Division of Gastroenterology and Hepatology, Mayo Clinic College of Medicine, Rochester, MN 55905, USA.
Dig Dis Sci. 2010 Feb;55(2):307-11. doi: 10.1007/s10620-009-0838-9. Epub 2009 Jun 5.
The etiology and pathogenesis of primary achalasia are both unknown. Postulated mechanisms include autoimmune, viral-immune, and central neurodegenerative. The aim of this study is to investigate the serum profile of neural autoantibodies in patients with primary achalasia. Coded sera from 70 patients with primary achalasia and 161 healthy control subjects, matched in sex, age, and smoking habits, were screened for antibodies targeting neuronal, glial, and muscle autoantigens. No specific myenteric neuronal antibody was identified. However, the overall prevalence of neural autoantibodies in patients with primary achalasia was significantly higher than in healthy control subjects (25.7 vs. 4.4%, P < 0.0001). Most noteworthy was the 21.4% frequency of glutamic acid decarboxylase-65 antibody in patients with achalasia (versus 2.5% in control subjects), in the absence of diabetes or companion antibodies predictive of type 1 diabetes. This profile of autoantibodies suggests an autoimmune basis for a subset of primary achalasia.

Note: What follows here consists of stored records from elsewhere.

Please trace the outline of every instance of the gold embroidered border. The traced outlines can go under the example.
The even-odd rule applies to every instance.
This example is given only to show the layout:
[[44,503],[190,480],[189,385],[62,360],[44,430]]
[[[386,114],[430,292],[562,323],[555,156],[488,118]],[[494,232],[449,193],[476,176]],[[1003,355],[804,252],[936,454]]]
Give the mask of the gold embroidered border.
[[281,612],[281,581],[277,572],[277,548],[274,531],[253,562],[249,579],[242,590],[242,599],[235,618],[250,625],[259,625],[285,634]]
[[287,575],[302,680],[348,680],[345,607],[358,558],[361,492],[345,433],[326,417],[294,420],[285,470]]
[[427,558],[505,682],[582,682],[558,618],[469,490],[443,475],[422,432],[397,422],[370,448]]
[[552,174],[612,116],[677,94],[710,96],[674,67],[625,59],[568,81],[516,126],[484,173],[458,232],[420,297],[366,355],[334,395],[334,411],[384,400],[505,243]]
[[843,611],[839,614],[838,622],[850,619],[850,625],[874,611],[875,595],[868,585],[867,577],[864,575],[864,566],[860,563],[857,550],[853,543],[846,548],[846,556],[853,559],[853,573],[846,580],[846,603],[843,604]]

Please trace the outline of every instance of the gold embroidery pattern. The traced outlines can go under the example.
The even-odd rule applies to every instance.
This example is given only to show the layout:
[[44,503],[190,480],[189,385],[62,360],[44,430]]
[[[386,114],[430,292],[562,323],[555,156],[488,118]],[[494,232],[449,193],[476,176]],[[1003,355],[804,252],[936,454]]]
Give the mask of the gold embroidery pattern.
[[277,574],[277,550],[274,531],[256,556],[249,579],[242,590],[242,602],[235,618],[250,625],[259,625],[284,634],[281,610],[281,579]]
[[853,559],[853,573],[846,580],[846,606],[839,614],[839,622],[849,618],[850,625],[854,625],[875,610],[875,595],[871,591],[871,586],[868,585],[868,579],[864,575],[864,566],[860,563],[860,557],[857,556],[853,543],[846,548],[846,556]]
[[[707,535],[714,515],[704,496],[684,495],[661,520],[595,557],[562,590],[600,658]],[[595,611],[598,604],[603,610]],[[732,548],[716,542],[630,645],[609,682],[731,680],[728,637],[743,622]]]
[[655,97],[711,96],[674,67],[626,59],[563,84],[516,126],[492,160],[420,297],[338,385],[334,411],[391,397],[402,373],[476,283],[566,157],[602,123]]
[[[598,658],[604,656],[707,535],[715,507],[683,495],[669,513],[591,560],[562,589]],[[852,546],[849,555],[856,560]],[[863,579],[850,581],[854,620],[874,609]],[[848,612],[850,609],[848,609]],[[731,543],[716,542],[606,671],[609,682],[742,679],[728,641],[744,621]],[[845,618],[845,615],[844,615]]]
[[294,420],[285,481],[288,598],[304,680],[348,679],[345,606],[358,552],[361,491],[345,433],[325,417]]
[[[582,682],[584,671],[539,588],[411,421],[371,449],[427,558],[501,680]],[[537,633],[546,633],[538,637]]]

原发性贲门失弛缓症的病因和发病机制均不清楚。推测的机制包括自身免疫、病毒免疫和中枢神经退行性变。本研究旨在探讨原发性贲门失弛缓症患者血清中神经自身抗体的谱。对 70 例原发性贲门失弛缓症患者和 161 例健康对照者的编码血清进行了检测,这些对照者在性别、年龄和吸烟习惯方面与患者相匹配,以检测针对神经元、神经胶质和肌肉自身抗原的抗体。未发现特定的肌间神经元抗体。然而,原发性贲门失弛缓症患者的神经自身抗体总体患病率明显高于健康对照组(25.7% vs. 4.4%,P<0.0001)。最值得注意的是,贲门失弛缓症患者谷氨酸脱羧酶-65 抗体的频率为 21.4%(对照组为 2.5%),而这些患者没有糖尿病或预测 1 型糖尿病的伴随抗体。这种自身抗体谱提示原发性贲门失弛缓症的一部分患者存在自身免疫基础。